Exorcismo

Sin motivo aparente, golpeó al niño de dos años, cuyo cuerpecito zarandeó como si fuera un mono de peluche. La madre se interpuso y recibió como respuesta un empujón contra la ventana de la cocina, con el llanto del pequeño -entre aterrado y adolorido- como fondo. Ella se aferró a uno de los barrotes del protector de la ventana, se incorporó a medias y le gritó a una vecina:

-¡Nena!, me está pegando, me está pegando, ayúdame!-

Para cuando dijo esto, él se había ido a una de las recámaras de la casa, para dormir arrullado por el sopor de tres caguamas. Sin perder tiempo, ella tomó a uno de sus hijos más pequeños y le pidió a la mayor que cargara a su otro hermano, y salieron de la casa que, como parte de sus vidas, no les pertenecía. El calor húmedo del ambiente hacía más agobiante el momento.

Entraron al hogar de la vecina, y ella llamó por teléfono a su hermana. Le pidió que fuera por ellos, que ya no quería estar con él. Que les había pegado de nuevo. Mientras, la hija observaba desde el comedor. Los niños no dejaban de llorar. Luego de una hora, el marido de la hermana llegó en una camioneta.

La mujer pensó que debía llevar consigo algo de ropa y cosas como cepillos de dientes, medicinas, pañales, porque hasta ese momento se dio cuenta que todos estaban vestidos sólo con shorts, patas de gallo y playeras. Ni siquiera llevaba su bolso consigo, así de rápido fue el escape. Le dijo a su hija que había que volver a la casa sin hacer ruido y sacar lo que se pudiera, que luego volverían por el resto de las cosas. La chica pensaba en sus libros de colorear y los de la escuela, y no lo dijo, pero una mezcla de miedo y rabia le frenaban.
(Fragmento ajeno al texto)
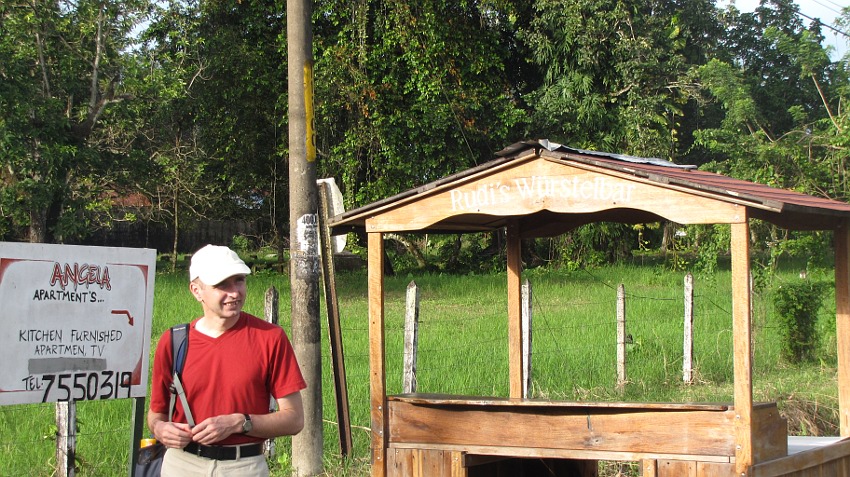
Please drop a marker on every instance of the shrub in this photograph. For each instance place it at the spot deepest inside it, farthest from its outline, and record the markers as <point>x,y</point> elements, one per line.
<point>797,308</point>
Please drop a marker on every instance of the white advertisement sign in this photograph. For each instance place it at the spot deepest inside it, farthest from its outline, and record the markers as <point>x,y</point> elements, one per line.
<point>75,322</point>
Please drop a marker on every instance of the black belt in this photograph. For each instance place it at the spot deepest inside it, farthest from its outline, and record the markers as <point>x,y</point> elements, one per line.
<point>224,452</point>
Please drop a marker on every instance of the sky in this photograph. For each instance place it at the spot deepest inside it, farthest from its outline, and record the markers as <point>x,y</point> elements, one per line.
<point>826,10</point>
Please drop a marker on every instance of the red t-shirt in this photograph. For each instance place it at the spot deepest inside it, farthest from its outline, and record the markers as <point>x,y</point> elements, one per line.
<point>236,372</point>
Finalmente, ambas entraron. La sala apestaba a cerveza rancia y los tres envases de caguama, entre la sala y el comedor, trazaban un rastro doloroso en medio de una vivienda que a pesar de tener varias entradas de luz siempre se hallaba en penumbras. Llegaron al cuarto principal, guardaron prendas en algunos maletines, así como artículos personales. Todo furtivamente, como ladronas.

Luego vino lo peor, había que colarse al otro cuarto, donde estaba él. Abrieron la puerta despacio. Las manos temblorosas. En el centro de la habitación, el hombre estaba acostado en el suelo. Roncaba. El olor a cebada fermentada era más intenso ahí, así como el tufo a sudor. Como el espacio no era muy grande, una de ellas tuvo que caminar pegada a la pared, de puntitas, para llegar al clóset, mientras la otra los miraba a ambos como cuando se sigue un partido de tenis: ojos a un lado, al otro, a un lado, al otro.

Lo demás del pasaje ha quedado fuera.